Après avoir recueilli les ordures des citoyens pour les transformer en carburant, Enerkem veut maintenant récolter leurs épargnes. L'entreprise québécoise prépare une entrée en Bourse sur le NASDAQ et le TSX d'une valeur de plus de 100 millions de dollars.

Enerkem a déposé les documents nécessaires à son premier appel à l'épargne vendredi dernier. Si le nombre d'actions qui seront mises en circulation et leur prix ne sont pas encore connus, le prospectus donne toutefois un indice de l'ampleur qu'aurait ce nouveau visage québécois en Bourse: les frais d'inscription sont basés sur une transaction d'une valeur maximale de 125 millions de dollars.

L'entreprise n'a pas voulu commenter le processus, hier, invoquant les considérations légales qui l'entourent. On sait toutefois que les actions de la nouvelle venue s'échangeront sous les symboles «NRKM» aux États-Unis et «NKM» au Canada.

Née des laboratoires de l'Université de Sherbrooke, Enerkem dit pouvoir transformer les ordures ménagères - des vieux sofas aux pelures d'orange en passant par le plastique non recyclable - en éthanol pouvant faire rouler les voitures.
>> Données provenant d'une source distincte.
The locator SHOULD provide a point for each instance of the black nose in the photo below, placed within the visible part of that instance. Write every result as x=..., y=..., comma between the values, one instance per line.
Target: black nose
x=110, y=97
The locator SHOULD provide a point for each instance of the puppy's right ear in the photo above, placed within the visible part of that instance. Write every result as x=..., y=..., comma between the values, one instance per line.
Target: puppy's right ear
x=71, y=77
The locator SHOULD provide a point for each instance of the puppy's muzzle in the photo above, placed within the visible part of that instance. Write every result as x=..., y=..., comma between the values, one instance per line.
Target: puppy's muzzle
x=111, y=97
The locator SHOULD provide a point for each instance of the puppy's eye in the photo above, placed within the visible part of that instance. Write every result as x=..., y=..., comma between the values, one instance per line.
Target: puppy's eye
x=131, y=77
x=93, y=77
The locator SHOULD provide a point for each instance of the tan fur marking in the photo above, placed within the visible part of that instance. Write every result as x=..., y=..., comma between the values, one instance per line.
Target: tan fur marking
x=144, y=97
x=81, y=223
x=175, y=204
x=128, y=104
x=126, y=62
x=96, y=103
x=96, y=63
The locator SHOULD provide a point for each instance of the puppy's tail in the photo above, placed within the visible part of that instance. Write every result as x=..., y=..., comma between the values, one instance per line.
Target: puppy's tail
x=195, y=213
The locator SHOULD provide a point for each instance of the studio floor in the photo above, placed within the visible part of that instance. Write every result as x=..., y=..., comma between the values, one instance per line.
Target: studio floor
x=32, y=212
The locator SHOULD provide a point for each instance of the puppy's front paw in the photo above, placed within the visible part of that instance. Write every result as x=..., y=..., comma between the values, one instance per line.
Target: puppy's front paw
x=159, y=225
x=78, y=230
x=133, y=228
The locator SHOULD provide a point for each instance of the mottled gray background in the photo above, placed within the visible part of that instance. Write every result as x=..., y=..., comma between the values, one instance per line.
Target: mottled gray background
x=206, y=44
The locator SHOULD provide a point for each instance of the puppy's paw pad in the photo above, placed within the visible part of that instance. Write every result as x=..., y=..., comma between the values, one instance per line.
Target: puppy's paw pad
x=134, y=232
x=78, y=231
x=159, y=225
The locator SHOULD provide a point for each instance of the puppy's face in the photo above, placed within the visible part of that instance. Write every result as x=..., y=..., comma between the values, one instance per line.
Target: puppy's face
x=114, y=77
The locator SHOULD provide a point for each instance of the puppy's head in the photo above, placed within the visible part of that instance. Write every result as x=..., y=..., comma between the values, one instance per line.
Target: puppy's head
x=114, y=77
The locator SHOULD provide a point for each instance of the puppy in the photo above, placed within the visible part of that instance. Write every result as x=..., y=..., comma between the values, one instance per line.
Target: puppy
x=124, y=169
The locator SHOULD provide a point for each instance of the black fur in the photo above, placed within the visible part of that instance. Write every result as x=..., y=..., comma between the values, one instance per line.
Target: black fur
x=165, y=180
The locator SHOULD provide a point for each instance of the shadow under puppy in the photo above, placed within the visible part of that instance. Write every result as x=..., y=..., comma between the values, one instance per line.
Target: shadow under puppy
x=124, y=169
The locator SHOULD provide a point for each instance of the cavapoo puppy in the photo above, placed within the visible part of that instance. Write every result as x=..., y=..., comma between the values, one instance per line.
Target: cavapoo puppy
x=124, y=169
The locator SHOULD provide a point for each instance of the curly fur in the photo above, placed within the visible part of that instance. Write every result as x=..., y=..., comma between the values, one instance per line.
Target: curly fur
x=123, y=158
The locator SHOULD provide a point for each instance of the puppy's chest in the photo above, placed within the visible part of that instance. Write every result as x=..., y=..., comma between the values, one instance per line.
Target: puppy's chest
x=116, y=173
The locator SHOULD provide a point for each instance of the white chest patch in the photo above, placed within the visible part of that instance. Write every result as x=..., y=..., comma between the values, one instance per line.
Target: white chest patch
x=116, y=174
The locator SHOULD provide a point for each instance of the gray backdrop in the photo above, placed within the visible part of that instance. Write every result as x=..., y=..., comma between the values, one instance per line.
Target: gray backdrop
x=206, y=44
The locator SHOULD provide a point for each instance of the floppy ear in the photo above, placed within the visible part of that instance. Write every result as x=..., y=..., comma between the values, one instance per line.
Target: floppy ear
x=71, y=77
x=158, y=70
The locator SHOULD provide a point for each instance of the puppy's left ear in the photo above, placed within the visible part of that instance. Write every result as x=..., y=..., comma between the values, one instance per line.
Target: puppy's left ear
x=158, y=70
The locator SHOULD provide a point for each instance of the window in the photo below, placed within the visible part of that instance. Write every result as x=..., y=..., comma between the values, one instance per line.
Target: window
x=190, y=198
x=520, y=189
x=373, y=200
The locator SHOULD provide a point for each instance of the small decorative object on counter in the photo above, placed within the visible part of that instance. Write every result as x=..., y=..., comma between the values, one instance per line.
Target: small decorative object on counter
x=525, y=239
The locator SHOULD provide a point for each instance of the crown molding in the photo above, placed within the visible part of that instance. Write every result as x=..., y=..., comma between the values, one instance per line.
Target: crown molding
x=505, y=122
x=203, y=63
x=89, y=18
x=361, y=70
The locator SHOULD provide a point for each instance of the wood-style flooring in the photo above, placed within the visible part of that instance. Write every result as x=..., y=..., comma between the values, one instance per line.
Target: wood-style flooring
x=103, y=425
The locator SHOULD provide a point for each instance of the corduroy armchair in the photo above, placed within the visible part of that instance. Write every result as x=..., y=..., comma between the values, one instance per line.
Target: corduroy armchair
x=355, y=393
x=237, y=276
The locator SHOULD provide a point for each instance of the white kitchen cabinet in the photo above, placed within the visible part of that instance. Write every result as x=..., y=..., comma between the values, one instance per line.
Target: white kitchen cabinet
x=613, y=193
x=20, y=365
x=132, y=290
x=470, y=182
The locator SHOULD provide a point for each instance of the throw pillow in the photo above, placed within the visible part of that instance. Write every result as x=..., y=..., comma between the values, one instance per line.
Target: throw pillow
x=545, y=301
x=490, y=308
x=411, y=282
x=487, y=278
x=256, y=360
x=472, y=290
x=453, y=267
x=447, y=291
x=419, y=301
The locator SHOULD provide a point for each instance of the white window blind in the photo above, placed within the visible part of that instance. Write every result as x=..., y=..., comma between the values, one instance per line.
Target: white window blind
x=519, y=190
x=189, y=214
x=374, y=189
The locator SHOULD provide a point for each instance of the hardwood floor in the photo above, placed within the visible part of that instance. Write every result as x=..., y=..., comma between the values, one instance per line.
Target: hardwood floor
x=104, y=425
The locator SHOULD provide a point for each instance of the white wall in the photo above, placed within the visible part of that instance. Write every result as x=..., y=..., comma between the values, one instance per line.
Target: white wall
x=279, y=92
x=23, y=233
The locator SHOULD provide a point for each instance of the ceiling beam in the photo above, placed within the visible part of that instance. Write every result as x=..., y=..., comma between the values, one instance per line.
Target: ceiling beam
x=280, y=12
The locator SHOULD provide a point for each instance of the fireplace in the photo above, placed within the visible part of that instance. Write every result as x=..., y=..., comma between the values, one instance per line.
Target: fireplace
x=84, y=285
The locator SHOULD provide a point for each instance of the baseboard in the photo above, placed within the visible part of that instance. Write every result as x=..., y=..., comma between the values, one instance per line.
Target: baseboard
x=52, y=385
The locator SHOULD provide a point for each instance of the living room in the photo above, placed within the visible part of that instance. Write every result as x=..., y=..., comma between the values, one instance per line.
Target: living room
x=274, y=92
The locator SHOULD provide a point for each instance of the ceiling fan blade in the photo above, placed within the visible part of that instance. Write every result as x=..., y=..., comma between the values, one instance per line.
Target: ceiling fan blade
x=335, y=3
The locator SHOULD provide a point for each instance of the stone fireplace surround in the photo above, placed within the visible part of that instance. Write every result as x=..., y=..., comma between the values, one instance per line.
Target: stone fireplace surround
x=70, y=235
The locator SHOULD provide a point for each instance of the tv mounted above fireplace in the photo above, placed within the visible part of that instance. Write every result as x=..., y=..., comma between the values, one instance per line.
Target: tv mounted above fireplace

L'entreprise a commencé à attirer l'attention il y a quelques années en annonçant coup sur coup plusieurs financements de dizaines de millions de dollars chacun. Le ministère américain de l'Énergie et Cycle Capital Management, fonds québécois consacré aux technologies propres, ont été parmi les premiers à miser sur la jeune entreprise. Les grands fonds de capital-risque américains ont bientôt suivi. Sans avoir fait un cent de profit, Enerkem est rapidement devenue l'entreprise en démarrage attirant le plus de capitaux de tout le Canada.

Après avoir testé sa technologie dans une usine de démonstration à Westbury, en Estrie, Enerkem construit actuellement sa première usine commerciale à Edmonton. D'autres usines au Mississippi et à Varennes (voir article ci-bas) sont aussi dans les cartons.

Si une poignée entreprises québécoises de technologies propres comme 5NPlus ou PyroGenesis sont déjà inscrites à la Bourse croissance de Toronto, c'est la première fois que l'une d'elles frappe à la porte du NASDAQ, Bourse américaine fétiche des technos.

«C'est une entrée par la grande porte», souligne Denis Leclerc, président d'Écotech Québec, grappe des technologies propres de la province.

Pour M. Leclerc, le cas d'Enerkem montre que le Québec est capable de prendre une technologie universitaire, de la financer et la faire fleurir en entreprise pour l'amener jusqu'en Bourse, tout en gardant l'expertise au Québec.

«C'est le genre de chose qu'on doit répéter plus souvent», dit-il.

Des risques considérables

Ceux qui décideront d'acheter des actions d'Enerkem doivent toutefois savoir qu'ils miseront sur une société en développement, avec tous les risques que cela comporte.

L'entreprise, qui a cumulé des pertes de 19 millions l'an dernier, n'a pas encore généré de revenus provenant de la vente d'éthanol. De plus, son usine-pilote de Westbury produit pour l'instant principalement du méthanol. Ce méthanol devra ensuite être transformé en éthanol avant d'être vendu.

Dans son prospectus d'émission, Enerkem avertit que «la conversion du méthanol en éthanol à l'échelle commerciale pourrait s'avérer plus difficile que prévu». Le prospectus mentionne aussi des risques liés aux coûts de construction et d'entretien des usines, ainsi qu'à l'approvisionnement en déchets et à la réglementation environnementale.

L'an dernier, le magazine Fast Company a placé Enerkem parmi les 50 entreprises les plus innovantes du monde, aux côtés d'acteurs comme Google, Cisco et Samsung. La technologie de transformation des déchets d'Enerkem a été mise au point par le chercheur Esteban Chornet. Son fils Vincent a pris les rênes de l'entreprise au début des années 2000.